【津】伊勢新聞政経懇話会7月例会が31日、三重県津市大門の都シティ津であった。名古屋外国語大学学長でロシア文学者の亀山郁夫氏(71)が「そうか、君はカラマーゾフを読んだのか」と題して講演。ドストエフスキーの人生が作品に与えた影響を「カラマーゾフの兄弟」の物語と重ねて掘り下げた。
亀山氏は「『カラマーゾフの兄弟』はカラマーゾフ家の父と3人の息子の人間模様や2人の女性を巡る愛憎劇」とあらすじを紹介。

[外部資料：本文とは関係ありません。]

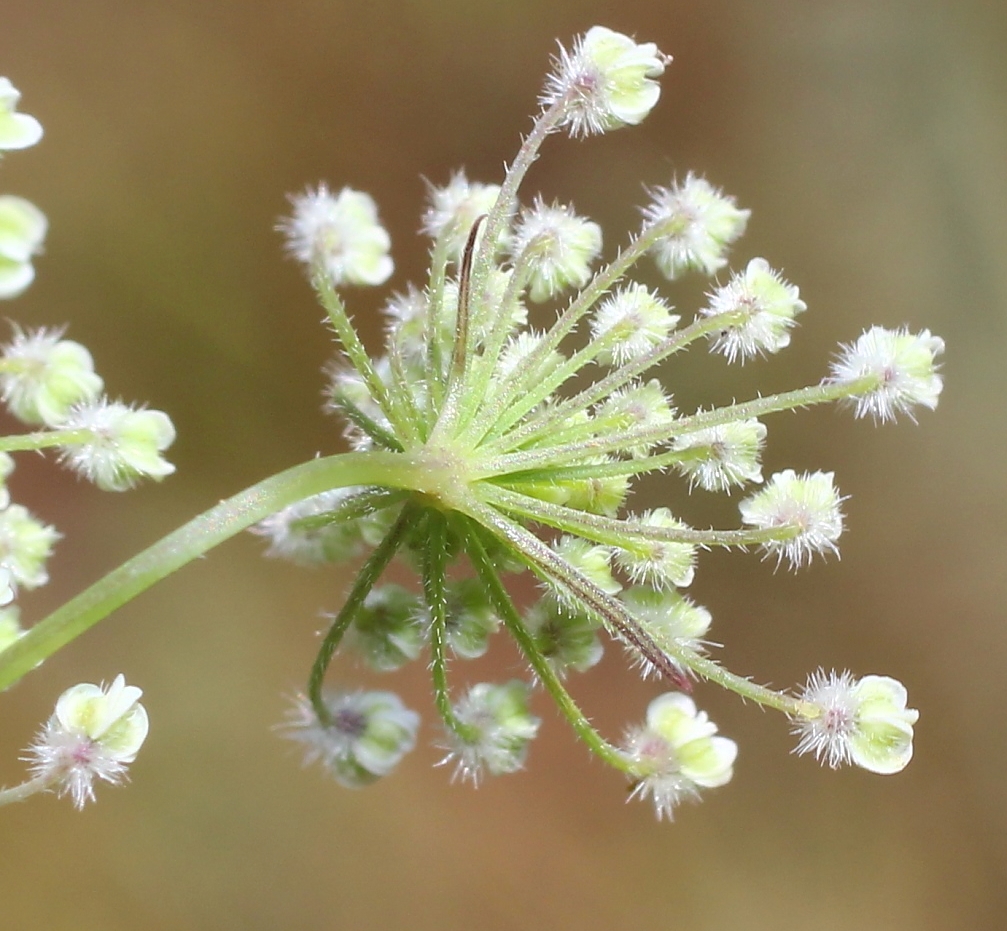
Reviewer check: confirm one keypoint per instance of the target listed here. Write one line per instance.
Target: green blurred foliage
(868, 140)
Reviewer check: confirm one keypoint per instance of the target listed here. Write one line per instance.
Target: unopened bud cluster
(49, 384)
(526, 442)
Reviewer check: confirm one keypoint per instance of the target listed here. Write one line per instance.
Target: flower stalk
(473, 459)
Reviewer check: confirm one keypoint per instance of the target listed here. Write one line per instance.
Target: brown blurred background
(867, 138)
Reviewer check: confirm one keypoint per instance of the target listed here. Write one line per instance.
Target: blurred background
(868, 140)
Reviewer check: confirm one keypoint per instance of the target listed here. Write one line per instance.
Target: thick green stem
(388, 469)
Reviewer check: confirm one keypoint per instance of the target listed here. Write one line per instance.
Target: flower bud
(22, 230)
(808, 503)
(25, 545)
(698, 221)
(662, 564)
(636, 318)
(339, 236)
(720, 458)
(559, 246)
(568, 639)
(470, 619)
(365, 738)
(671, 619)
(498, 728)
(765, 308)
(387, 631)
(456, 207)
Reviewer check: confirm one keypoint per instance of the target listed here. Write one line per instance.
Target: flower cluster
(95, 733)
(48, 383)
(506, 447)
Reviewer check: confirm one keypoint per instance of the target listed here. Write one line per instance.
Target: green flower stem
(823, 393)
(489, 422)
(364, 504)
(552, 567)
(484, 364)
(387, 469)
(490, 466)
(616, 617)
(504, 208)
(613, 531)
(435, 319)
(505, 607)
(366, 579)
(393, 407)
(44, 439)
(358, 419)
(25, 790)
(556, 415)
(435, 595)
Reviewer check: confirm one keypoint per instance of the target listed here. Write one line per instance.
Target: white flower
(766, 306)
(903, 365)
(722, 457)
(700, 222)
(605, 82)
(809, 504)
(864, 722)
(121, 444)
(455, 208)
(560, 247)
(42, 376)
(637, 318)
(17, 130)
(365, 738)
(677, 753)
(95, 733)
(22, 230)
(340, 236)
(498, 728)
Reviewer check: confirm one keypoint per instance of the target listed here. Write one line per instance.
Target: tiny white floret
(763, 308)
(339, 236)
(903, 366)
(119, 444)
(808, 505)
(17, 130)
(864, 722)
(698, 224)
(43, 375)
(604, 83)
(677, 753)
(95, 733)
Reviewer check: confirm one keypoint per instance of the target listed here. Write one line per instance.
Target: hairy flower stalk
(476, 459)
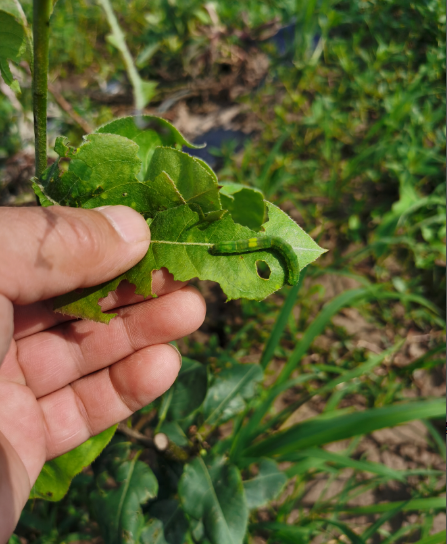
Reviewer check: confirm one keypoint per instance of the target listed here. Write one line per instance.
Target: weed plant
(352, 137)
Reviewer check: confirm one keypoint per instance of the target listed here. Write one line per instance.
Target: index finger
(46, 252)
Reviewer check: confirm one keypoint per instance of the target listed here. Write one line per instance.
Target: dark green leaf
(153, 533)
(118, 509)
(170, 513)
(197, 185)
(189, 390)
(215, 495)
(438, 538)
(232, 386)
(15, 41)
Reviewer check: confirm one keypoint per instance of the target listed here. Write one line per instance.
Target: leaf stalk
(41, 33)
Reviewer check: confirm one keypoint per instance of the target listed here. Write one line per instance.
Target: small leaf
(15, 39)
(215, 495)
(246, 205)
(148, 132)
(192, 180)
(56, 475)
(153, 533)
(266, 486)
(189, 390)
(232, 386)
(118, 510)
(102, 162)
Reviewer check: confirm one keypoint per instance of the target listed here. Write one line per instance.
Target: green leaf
(171, 514)
(215, 495)
(56, 475)
(192, 179)
(431, 503)
(438, 538)
(181, 196)
(148, 132)
(245, 204)
(266, 486)
(153, 533)
(118, 509)
(174, 432)
(15, 39)
(102, 162)
(318, 431)
(180, 241)
(290, 534)
(189, 390)
(232, 386)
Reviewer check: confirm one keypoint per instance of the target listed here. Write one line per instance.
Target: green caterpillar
(264, 242)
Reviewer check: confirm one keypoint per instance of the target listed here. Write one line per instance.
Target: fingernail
(128, 223)
(178, 353)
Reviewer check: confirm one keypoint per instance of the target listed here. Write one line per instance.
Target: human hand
(62, 380)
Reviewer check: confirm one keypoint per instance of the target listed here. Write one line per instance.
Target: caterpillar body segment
(264, 242)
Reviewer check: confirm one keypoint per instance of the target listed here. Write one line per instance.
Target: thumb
(50, 251)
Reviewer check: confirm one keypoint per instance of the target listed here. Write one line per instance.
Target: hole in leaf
(263, 270)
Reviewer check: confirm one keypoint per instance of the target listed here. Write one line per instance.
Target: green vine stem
(41, 32)
(143, 90)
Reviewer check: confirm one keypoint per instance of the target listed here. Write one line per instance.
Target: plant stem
(41, 33)
(142, 90)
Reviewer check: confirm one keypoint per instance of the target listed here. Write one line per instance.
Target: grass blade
(318, 431)
(438, 538)
(317, 327)
(431, 503)
(281, 322)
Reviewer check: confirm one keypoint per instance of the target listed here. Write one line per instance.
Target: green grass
(352, 140)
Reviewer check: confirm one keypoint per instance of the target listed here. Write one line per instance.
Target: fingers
(14, 488)
(50, 251)
(55, 358)
(96, 402)
(6, 326)
(39, 316)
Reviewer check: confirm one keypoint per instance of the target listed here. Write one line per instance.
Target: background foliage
(277, 425)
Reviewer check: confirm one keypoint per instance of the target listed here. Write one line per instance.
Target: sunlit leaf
(214, 494)
(56, 475)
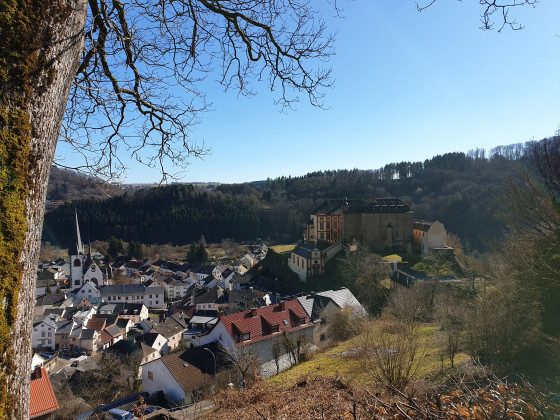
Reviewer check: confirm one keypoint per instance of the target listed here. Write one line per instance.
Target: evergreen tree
(192, 254)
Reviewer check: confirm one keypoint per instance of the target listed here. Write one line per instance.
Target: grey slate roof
(47, 320)
(343, 298)
(88, 334)
(304, 250)
(129, 289)
(113, 330)
(64, 327)
(54, 299)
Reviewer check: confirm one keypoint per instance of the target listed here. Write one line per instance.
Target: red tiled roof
(97, 324)
(42, 400)
(105, 337)
(258, 322)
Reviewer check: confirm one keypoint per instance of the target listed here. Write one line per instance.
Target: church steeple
(79, 245)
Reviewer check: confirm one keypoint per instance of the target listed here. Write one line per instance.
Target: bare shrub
(390, 352)
(344, 324)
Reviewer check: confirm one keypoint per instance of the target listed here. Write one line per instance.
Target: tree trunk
(40, 47)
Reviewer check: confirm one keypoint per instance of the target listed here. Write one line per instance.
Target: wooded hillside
(461, 190)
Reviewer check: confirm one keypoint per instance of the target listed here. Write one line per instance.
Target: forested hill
(461, 190)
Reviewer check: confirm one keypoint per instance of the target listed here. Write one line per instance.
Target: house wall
(43, 337)
(218, 333)
(263, 350)
(76, 273)
(321, 328)
(41, 291)
(435, 237)
(151, 301)
(298, 265)
(94, 275)
(161, 380)
(328, 228)
(374, 229)
(89, 346)
(331, 251)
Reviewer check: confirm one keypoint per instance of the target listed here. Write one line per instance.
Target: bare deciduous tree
(493, 10)
(111, 71)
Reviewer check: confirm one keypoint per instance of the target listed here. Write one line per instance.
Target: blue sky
(407, 86)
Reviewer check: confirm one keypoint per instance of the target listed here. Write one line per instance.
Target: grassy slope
(341, 361)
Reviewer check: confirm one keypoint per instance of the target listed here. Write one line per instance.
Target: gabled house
(43, 334)
(74, 338)
(429, 236)
(171, 328)
(51, 301)
(151, 297)
(135, 312)
(204, 329)
(322, 306)
(83, 315)
(258, 329)
(182, 377)
(307, 261)
(125, 325)
(129, 347)
(203, 271)
(156, 341)
(110, 335)
(42, 285)
(89, 291)
(42, 400)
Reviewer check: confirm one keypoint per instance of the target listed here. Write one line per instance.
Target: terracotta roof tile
(188, 376)
(259, 322)
(42, 399)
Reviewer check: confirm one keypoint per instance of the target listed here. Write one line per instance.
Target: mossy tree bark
(40, 48)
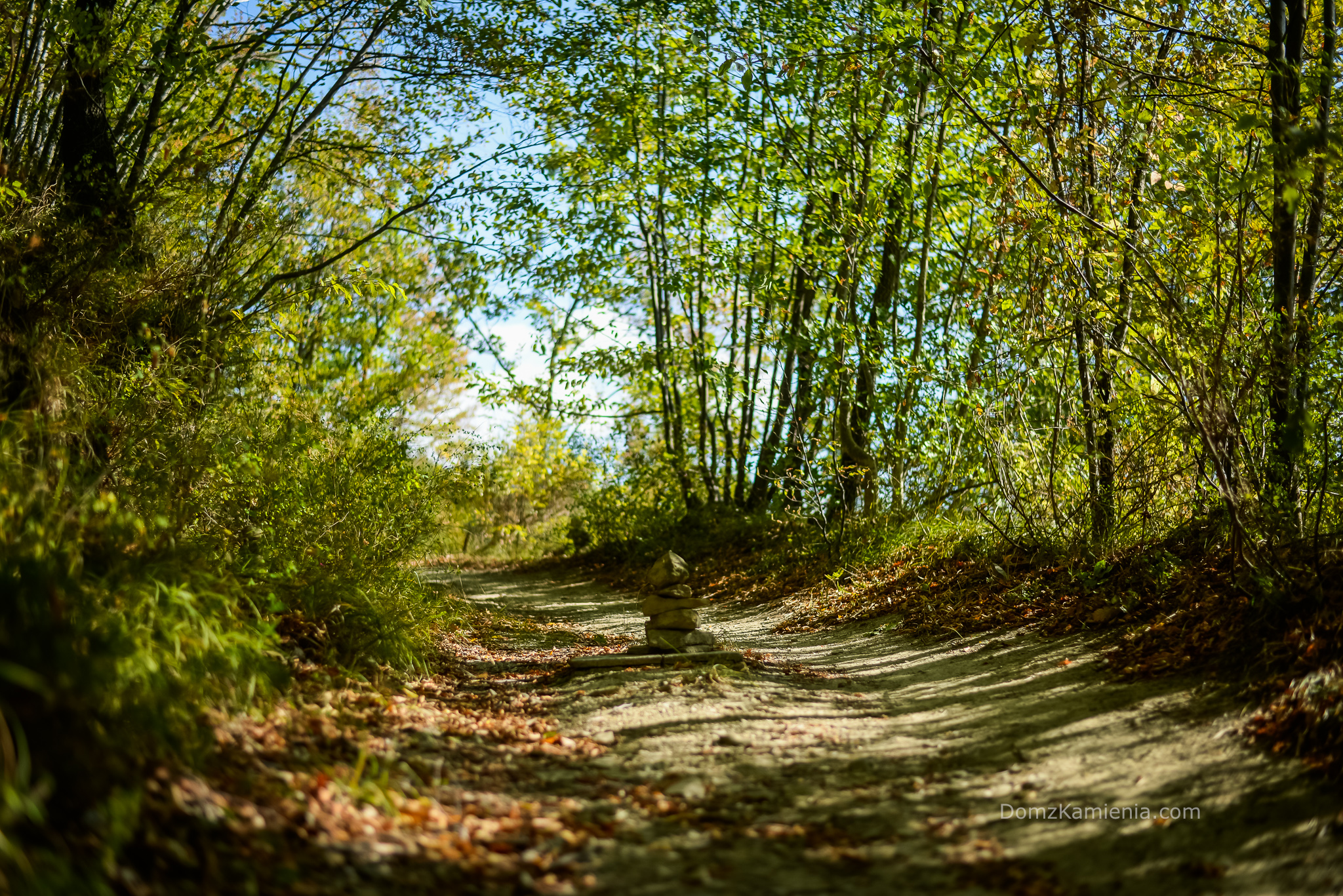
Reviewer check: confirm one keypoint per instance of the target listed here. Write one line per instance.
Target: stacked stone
(672, 610)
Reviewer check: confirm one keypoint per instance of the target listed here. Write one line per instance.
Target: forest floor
(848, 761)
(858, 761)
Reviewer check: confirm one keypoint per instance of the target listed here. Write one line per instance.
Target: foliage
(528, 490)
(915, 260)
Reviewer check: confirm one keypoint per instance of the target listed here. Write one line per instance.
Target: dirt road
(889, 765)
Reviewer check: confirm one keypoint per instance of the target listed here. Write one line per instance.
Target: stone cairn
(673, 612)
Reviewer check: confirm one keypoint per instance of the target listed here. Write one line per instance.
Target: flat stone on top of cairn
(673, 610)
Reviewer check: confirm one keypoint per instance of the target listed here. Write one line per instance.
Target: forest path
(885, 764)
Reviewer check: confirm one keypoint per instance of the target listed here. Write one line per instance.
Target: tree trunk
(1287, 31)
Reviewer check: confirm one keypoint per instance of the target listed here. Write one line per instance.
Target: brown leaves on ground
(438, 771)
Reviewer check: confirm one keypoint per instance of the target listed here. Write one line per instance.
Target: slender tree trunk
(1287, 33)
(88, 159)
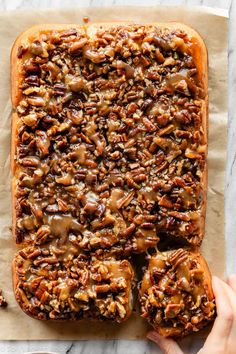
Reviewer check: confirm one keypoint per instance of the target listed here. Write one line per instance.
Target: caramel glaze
(109, 134)
(110, 156)
(65, 284)
(175, 293)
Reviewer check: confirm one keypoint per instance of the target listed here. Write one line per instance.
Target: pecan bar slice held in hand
(176, 295)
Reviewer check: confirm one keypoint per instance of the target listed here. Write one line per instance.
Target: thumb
(167, 345)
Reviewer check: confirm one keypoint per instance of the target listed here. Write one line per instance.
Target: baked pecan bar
(109, 137)
(62, 284)
(176, 294)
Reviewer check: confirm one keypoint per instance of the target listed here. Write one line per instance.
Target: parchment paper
(212, 25)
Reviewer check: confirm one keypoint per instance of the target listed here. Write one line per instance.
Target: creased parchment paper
(14, 324)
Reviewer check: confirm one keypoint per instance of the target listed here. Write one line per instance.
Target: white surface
(143, 347)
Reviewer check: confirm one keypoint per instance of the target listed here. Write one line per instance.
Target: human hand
(222, 339)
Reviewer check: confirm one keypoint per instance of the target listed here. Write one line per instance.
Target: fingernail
(153, 336)
(232, 276)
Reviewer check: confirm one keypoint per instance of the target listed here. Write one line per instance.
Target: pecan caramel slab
(109, 134)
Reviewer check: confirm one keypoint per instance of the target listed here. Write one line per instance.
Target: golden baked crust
(176, 294)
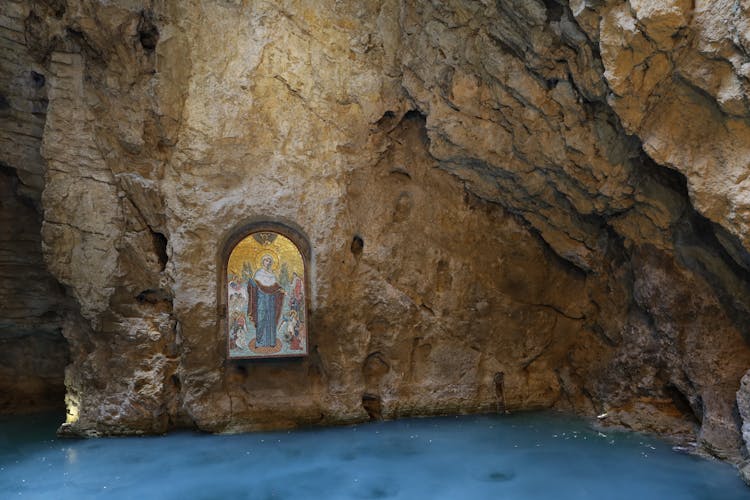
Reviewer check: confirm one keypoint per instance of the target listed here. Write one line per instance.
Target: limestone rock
(548, 201)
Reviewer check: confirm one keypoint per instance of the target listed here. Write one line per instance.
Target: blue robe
(264, 308)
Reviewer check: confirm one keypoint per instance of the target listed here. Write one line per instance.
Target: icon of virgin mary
(265, 300)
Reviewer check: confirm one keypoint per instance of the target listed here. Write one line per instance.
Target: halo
(273, 254)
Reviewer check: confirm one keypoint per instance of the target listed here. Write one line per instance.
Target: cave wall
(33, 351)
(550, 197)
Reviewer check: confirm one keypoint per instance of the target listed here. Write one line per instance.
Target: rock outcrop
(549, 202)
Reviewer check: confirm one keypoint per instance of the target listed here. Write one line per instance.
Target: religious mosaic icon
(266, 306)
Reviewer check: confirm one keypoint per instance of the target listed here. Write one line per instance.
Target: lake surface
(520, 456)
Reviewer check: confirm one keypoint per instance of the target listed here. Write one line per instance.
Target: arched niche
(265, 290)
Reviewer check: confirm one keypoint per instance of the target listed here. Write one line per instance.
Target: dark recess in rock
(357, 246)
(160, 248)
(148, 33)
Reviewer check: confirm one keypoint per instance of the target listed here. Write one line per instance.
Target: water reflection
(511, 456)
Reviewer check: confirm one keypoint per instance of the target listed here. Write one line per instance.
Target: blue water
(472, 457)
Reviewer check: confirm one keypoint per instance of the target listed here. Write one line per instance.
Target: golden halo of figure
(267, 252)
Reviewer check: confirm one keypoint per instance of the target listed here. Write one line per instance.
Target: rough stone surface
(552, 200)
(33, 352)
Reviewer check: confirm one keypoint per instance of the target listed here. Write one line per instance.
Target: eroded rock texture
(511, 205)
(33, 352)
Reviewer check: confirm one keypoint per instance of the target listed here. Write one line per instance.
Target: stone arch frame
(231, 240)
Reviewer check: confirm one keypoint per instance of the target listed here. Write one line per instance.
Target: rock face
(33, 352)
(548, 205)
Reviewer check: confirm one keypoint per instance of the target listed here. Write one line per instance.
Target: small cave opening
(357, 246)
(372, 405)
(148, 33)
(160, 248)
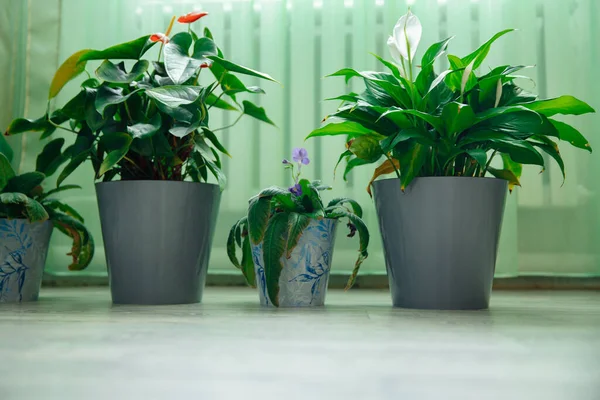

ドストエフスキーの人生を決定づける経験として17歳の時父親が殺されたことと28歳の時自身が死刑判決を受けたことの2つを挙げ「父の死を巡り心に生じた謎を一生かけてカラマーゾフ(の兄弟)において解き明かしたのでは」と言及。
また死刑の執行直前に恩赦を受け解放された経験から「『命さえあれば』という生命主義の哲学がここに誕生した。5大長編と言われる作品の全てに影響を与えている」と述べた。
同作から選ぶ好きな言葉の一つとして最後の場面の「カラマーゾフ、万歳!」を挙げ「カラ=黒、マーゾフ=塗るの意味だがロシア人にとって黒は大地や生命を表す。『生命ばんざい』のメッセージにつながっているのでは」と考察した。
亀山氏は平成19年翻訳「カラマーゾフの兄弟」で毎日出版文化賞、プーシキン賞受賞。令和元年12月から日本芸術院会員。